The Translated Kafka Diaries event at Rizzoli Bookstore I went to earlier that evening hadn’t given me the dopamine rush I wanted. As I wander down the dark, wet streets, I catch pieces of what must have been a splendid sunset in the reflections of windows and cracks between buildings. It’s too nice out to go home just yet. I find myself in Flatiron, and the streets begin to look very familiar until I realize I’m near Club L, a sex club. I need the validation badly. So badly that I was ready to wait the two hours it would take till the club opened. So I set up camp at Oscar Wilde for dinner, a bar I had been meaning to try for a while now.
I order calamari. I had been forced to try it once in LA because I was so hungry and I didn’t hate it. I narrow my eyes as my brain jumps back in time. The place had been a lot like this one, a bar with a dining area, too fancy to card you. We were out on the last day of the semester with our professor. Snippets of conversation and disembodied faces bobbed by, apples adrift a ripple of waves after someone had dunked their face into the barrel.
“Everything alright?”
I snap back to attention. “Yes.”
The waitress smiles at me, refills my water and walks away.

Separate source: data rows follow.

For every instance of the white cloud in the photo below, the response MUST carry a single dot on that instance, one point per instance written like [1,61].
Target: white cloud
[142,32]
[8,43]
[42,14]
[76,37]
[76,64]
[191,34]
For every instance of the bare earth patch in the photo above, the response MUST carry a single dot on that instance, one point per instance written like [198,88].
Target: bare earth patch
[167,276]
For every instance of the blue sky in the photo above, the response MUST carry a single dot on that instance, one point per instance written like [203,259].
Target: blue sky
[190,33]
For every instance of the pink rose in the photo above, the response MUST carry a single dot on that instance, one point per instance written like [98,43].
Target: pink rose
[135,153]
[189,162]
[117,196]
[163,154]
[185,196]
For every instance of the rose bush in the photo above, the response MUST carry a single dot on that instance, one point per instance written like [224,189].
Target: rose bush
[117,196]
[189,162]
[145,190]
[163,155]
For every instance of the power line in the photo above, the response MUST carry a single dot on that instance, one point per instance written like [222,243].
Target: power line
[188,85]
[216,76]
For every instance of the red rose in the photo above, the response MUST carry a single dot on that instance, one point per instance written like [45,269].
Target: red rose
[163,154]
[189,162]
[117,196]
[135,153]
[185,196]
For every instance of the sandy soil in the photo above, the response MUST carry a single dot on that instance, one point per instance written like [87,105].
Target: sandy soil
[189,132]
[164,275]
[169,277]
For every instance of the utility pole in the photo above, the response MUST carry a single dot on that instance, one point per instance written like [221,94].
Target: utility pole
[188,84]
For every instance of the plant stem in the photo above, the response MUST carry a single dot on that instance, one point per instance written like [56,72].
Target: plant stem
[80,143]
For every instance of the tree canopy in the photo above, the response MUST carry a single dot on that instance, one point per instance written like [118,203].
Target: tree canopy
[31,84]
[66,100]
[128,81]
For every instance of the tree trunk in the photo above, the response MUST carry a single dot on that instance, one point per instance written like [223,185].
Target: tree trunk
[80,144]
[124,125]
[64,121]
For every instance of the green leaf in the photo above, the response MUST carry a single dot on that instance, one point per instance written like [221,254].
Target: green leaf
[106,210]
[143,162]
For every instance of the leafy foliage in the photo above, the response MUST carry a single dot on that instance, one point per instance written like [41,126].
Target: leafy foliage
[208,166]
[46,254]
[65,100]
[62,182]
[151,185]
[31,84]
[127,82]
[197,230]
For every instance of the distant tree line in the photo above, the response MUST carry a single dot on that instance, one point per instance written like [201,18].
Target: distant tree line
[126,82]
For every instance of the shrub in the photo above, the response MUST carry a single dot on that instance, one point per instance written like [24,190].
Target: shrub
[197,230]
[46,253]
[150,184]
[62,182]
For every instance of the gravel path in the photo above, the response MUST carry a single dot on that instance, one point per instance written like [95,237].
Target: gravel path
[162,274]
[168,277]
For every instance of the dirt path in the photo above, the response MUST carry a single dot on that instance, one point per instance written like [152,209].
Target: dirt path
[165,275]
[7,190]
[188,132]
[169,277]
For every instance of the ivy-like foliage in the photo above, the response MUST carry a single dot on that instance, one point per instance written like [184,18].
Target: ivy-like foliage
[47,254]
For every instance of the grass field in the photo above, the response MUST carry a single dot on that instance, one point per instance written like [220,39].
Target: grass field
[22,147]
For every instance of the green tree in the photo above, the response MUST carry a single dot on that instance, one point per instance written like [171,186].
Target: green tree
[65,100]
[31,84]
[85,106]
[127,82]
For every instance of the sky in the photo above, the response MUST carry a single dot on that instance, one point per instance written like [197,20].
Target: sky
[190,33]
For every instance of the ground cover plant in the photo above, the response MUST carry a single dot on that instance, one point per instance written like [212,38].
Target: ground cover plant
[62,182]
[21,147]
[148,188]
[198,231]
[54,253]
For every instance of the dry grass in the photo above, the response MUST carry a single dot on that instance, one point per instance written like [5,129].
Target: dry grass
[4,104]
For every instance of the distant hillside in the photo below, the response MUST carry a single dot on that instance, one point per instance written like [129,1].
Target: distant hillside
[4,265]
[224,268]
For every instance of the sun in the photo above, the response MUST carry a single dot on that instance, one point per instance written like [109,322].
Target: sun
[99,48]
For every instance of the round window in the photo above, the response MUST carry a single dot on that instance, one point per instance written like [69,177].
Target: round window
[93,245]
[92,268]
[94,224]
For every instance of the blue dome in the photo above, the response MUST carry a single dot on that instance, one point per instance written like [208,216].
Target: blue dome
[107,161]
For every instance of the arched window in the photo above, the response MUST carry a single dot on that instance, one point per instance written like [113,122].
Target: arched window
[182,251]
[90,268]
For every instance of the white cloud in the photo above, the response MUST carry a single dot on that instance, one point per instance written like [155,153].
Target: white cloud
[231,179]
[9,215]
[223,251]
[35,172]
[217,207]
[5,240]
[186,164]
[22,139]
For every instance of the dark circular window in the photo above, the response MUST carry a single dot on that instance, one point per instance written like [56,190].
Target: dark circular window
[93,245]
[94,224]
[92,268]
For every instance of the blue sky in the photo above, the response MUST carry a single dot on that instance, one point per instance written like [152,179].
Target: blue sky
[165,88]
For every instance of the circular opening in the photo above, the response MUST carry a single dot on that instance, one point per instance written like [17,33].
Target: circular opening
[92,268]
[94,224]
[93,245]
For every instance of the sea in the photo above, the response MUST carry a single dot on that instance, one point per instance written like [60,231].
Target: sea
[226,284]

“Wait!” I flag her down. “Can I get a vanilla latte with a thing of simple syrup please?”
“Like on the side?”
“Yes.”
“Got it.”
“Thank you.”
My phone is almost dead, at 12%. I crack open the hefty volume of the Kafka translation. I run my thumb down the Sharpied note the translator had left me with pride, To Rushtri, with my best wishes, Ross B. Kafka’s thoughts seem as muddled and wounded as mine. I know Kafka as a moody writer, preserved in the ache of intellectualism, but some of his lines made him seem more human and less metaphor. I also sleep well and wake badly, and want to hurl myself through the window, splintering wood and glass. Or perhaps I’m projecting, seeing things that weren’t there.
Time swirls slowly, painfully slowly down the frothy dregs of my coffee. I almost give up and go home several times. I contemplate getting drunk. But I knew my psyche couldn’t tolerate alcohol in this state. The last time I had a drink was when we were at Marquee and it had made me feel stranger in my body than ever. No, I need to stay rooted, my fingernails making red crescents in my palms from the strain.
11pm and the walk to Club L feels like the edge of a bridge, with inky waters swirling below my feet. It’s a disaster. I’m the only single woman there and I’m stone cold sober, my heart beating frantically against my ears. It’s Tuesday after all. The vivid pornos on the TV screens and empty leather couches are exactly how I remember it. Eventually the talk runs bawdier and bawdier and the clothes come off swiftly and suddenly. I get told I’m pretty enough times that my brain reorients itself long enough to scream, what the hell are you doing here? I pull away from the man who has his hands on my hips, whose name I don’t remember and go into the bathroom and stare at myself in the mirror until the weird red lighting washes my face out completely. It feels like two traffic lights have been pressed against my eyeballs. My surroundings dissolve softly. It’s like slipping into bathwater.